Una tragedia evitabile, ed il dovere di evitarne altre in futuro

All'indomani del crollo del ponte Morandi, avvenuta lo scorso 14 agosto a causa della probabile rottura degli stralli di sostegno, causando la morte di più di 40 persone, han fatto discutere le parole a caldo di alcuni rappresentanti del neo governo in carica, intenzionati a revocare le concessioni alla società incaricata della gestione e manutenzione del ponte, Autostrade Spa.
In questo momento la priorità è certamente rivolta al recupero delle vittime, alla messa in sicurezza di ciò che rimane del ponte, alla rimozione delle macerie ed alla sistemazione degli sfollati, ovvero gli occupanti le abitazioni situate sotto il viadotto.
Probabilmente non era il momento ideale per simili esternazioni.

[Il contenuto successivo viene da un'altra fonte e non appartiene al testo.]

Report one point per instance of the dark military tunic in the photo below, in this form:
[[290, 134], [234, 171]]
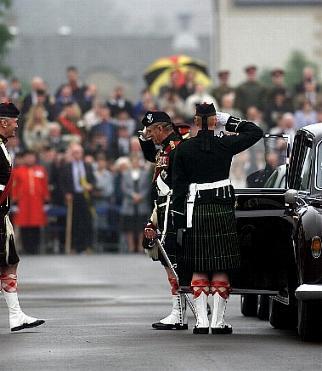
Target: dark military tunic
[[210, 245], [8, 254], [163, 160]]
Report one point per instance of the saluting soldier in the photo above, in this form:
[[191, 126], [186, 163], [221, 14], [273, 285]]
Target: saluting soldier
[[203, 206], [159, 130], [9, 259]]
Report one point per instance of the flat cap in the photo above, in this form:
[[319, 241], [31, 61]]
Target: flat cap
[[205, 109], [152, 117], [250, 67], [8, 109], [277, 71]]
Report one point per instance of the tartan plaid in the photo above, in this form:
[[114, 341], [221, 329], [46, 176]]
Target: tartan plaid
[[9, 282], [211, 245]]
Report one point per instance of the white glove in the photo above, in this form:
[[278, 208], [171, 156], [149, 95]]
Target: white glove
[[222, 117]]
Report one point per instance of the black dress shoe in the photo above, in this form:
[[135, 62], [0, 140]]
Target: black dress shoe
[[222, 330], [28, 325], [168, 326], [201, 330]]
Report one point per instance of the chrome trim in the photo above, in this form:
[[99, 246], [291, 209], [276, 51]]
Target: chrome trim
[[236, 291], [309, 292], [316, 165]]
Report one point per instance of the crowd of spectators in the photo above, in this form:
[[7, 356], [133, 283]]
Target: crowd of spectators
[[104, 133]]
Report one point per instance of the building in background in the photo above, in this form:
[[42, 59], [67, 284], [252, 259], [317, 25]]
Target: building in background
[[110, 42], [265, 32]]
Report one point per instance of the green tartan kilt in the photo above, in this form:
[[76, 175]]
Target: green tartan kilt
[[211, 245]]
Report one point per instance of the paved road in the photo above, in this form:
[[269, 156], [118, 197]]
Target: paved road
[[99, 311]]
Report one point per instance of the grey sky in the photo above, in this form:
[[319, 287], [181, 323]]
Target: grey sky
[[102, 17]]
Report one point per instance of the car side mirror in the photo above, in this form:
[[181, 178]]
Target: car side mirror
[[291, 197]]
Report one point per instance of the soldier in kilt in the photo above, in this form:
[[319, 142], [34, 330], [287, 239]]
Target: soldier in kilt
[[203, 207], [159, 130], [9, 259]]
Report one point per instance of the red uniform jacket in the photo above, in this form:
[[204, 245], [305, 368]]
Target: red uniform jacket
[[30, 191]]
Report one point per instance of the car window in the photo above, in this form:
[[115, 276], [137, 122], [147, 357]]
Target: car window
[[306, 170], [253, 167], [319, 167]]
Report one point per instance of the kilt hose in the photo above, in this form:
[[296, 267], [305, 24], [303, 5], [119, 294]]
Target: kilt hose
[[8, 252], [211, 245]]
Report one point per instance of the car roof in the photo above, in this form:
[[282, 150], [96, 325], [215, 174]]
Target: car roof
[[315, 129]]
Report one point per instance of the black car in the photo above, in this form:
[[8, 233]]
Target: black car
[[280, 232]]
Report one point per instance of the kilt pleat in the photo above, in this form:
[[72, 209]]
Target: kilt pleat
[[211, 244]]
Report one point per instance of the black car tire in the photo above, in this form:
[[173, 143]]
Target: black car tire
[[263, 307], [310, 320], [248, 305], [282, 316]]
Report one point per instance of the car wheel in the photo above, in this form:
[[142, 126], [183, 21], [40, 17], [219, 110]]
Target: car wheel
[[248, 305], [263, 307], [310, 320], [282, 316]]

Tuttavia il dibattito è aperto e si suddivide tra la reale possibilità di revocare la concessione e l’effettiva opportunità di mettere in pratica un simile provvedimento.
Autostrade per l’Italia, che ha subito pesanti ripercussioni ai propri titoli azionari a seguito dei suddetti eventi, fin da subito si è dichiarata pronta a dimostrare di aver adempiuto correttamente agli obblighi di verifica dell’integrità e manutenzione del Morandi, avviando immediati progetti di ricostruzione, il cui termine è inizialmente stimato in 6 mesi.

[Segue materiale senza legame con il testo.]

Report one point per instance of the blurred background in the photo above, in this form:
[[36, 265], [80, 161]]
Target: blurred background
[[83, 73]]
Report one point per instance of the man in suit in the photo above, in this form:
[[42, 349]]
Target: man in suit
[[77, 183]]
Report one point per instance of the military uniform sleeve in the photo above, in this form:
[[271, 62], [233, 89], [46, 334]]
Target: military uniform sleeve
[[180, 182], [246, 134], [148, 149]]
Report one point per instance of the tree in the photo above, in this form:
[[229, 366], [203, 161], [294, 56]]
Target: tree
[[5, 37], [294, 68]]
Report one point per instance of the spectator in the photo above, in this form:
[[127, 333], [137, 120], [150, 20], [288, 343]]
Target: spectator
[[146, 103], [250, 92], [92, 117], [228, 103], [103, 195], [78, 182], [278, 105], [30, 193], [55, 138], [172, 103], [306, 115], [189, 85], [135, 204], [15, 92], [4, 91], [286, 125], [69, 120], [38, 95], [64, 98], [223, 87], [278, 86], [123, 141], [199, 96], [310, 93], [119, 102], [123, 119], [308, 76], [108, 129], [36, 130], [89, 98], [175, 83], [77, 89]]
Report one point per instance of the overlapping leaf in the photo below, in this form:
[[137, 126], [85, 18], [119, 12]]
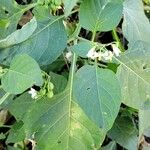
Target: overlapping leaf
[[96, 15], [98, 93], [124, 133], [58, 123], [46, 43], [10, 14], [134, 75], [23, 73], [136, 26], [19, 35]]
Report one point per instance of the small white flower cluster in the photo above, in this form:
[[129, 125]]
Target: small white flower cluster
[[107, 55], [116, 50], [33, 93]]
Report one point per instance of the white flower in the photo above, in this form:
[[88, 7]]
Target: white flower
[[33, 93], [107, 55], [116, 50], [68, 56], [92, 53]]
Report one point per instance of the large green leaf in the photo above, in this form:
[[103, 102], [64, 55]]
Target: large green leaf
[[10, 14], [124, 133], [98, 93], [58, 123], [144, 122], [96, 15], [134, 75], [82, 48], [136, 25], [59, 81], [23, 73], [19, 35], [46, 43]]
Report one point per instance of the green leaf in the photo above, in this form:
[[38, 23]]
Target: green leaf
[[10, 14], [46, 43], [98, 93], [16, 133], [20, 105], [144, 123], [124, 133], [82, 48], [2, 136], [136, 25], [96, 15], [23, 73], [59, 123], [68, 5], [133, 74], [59, 81], [19, 35]]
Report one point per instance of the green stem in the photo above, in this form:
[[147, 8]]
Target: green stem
[[4, 98], [115, 37]]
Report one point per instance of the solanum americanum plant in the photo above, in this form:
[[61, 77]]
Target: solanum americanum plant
[[74, 74]]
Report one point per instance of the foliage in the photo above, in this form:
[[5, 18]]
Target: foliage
[[64, 85]]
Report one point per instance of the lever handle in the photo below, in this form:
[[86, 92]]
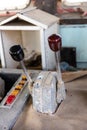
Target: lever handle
[[17, 54]]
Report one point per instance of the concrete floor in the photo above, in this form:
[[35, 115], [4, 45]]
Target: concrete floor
[[71, 114]]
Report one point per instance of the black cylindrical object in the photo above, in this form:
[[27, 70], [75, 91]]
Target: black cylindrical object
[[55, 42], [17, 53]]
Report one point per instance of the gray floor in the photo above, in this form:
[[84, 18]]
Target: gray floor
[[71, 114]]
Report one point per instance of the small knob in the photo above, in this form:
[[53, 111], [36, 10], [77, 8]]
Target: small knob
[[55, 42], [16, 52]]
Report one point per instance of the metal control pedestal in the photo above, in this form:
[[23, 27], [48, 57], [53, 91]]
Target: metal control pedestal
[[15, 99]]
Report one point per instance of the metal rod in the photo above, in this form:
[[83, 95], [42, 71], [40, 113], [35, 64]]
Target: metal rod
[[57, 58]]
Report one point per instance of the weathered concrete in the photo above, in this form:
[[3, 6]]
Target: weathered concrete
[[71, 114]]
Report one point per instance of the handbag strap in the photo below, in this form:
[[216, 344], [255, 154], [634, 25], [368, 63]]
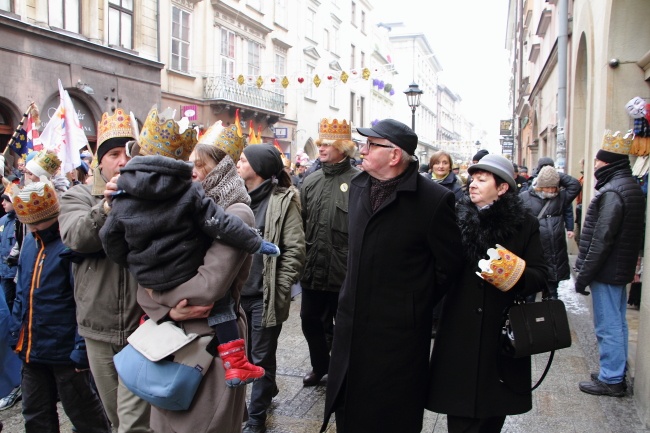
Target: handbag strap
[[539, 381]]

Il governo dal canto suo ha annunciato l’istituzione di un’apposita commissione parlamentare d’inchiesta per accertare le responsabilità, puntando il dito sulla società autostrade, la quale godrebbe di concessioni rilasciate a prezzi di gran lunga inferiori degli incassi realizzati con i pedaggi.
Ma esiste la concreta possibilità di revocare le concessioni? E soprattutto sarebbe una misura opportuna?

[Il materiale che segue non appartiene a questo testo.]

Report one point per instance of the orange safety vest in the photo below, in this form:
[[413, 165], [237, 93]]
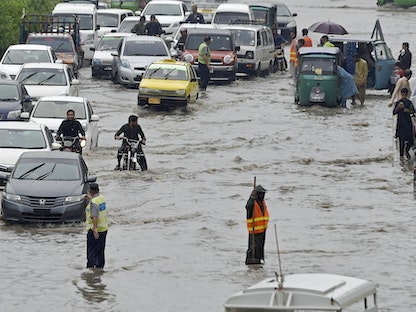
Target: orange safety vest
[[293, 57], [260, 221]]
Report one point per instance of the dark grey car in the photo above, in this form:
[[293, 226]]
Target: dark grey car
[[47, 187]]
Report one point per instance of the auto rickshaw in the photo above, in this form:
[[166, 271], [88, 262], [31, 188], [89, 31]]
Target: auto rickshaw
[[374, 51], [317, 76]]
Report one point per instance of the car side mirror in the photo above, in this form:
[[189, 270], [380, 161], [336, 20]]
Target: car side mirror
[[5, 176], [55, 146], [24, 115], [91, 178]]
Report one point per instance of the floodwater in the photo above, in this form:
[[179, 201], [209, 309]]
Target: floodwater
[[337, 193]]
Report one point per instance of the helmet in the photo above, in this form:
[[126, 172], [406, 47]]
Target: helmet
[[132, 118], [260, 189]]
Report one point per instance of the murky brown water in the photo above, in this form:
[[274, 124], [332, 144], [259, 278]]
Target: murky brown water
[[340, 199]]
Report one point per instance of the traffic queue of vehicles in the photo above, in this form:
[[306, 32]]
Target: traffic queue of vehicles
[[39, 84]]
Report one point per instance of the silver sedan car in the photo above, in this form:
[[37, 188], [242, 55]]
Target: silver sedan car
[[133, 57]]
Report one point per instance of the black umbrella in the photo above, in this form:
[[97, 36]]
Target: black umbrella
[[328, 28]]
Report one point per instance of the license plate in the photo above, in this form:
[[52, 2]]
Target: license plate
[[154, 101]]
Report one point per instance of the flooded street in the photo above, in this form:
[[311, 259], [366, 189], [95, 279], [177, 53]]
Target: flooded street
[[340, 198]]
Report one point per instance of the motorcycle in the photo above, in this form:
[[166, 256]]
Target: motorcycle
[[132, 155], [71, 144], [280, 63]]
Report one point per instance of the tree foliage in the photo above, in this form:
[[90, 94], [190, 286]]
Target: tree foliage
[[12, 12]]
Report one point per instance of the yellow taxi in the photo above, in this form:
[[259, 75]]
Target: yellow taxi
[[169, 84]]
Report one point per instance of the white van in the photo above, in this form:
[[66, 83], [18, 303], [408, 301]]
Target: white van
[[257, 50], [87, 14], [109, 20], [232, 13]]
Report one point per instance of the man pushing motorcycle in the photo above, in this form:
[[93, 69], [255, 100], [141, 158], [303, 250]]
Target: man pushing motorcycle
[[132, 131], [70, 127]]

Il premier Conte nel commentare la sciagura ha annunciato l’intenzione di rivedere le convenzioni autostradali, aggiungendo clausole più restrittive a fronte di responsabilità civili e penali, desecretandone il contenuto: un intento in linea con la politica del nuovo corso governativo.
Alla luce dei contratti in vigore la revoca delle concessioni non appare una strada concretamente attuabile.
In primo luogo andrebbero accertate le responsabilità dell’accaduto: i compiti di verifica dell’integrità delle infrastrutture è anche affidato al Ministero dei Trasporti, pertanto bisognerebbe verificare se chi ha vigilato sul Morandi abbia svolto correttamente il proprio lavoro.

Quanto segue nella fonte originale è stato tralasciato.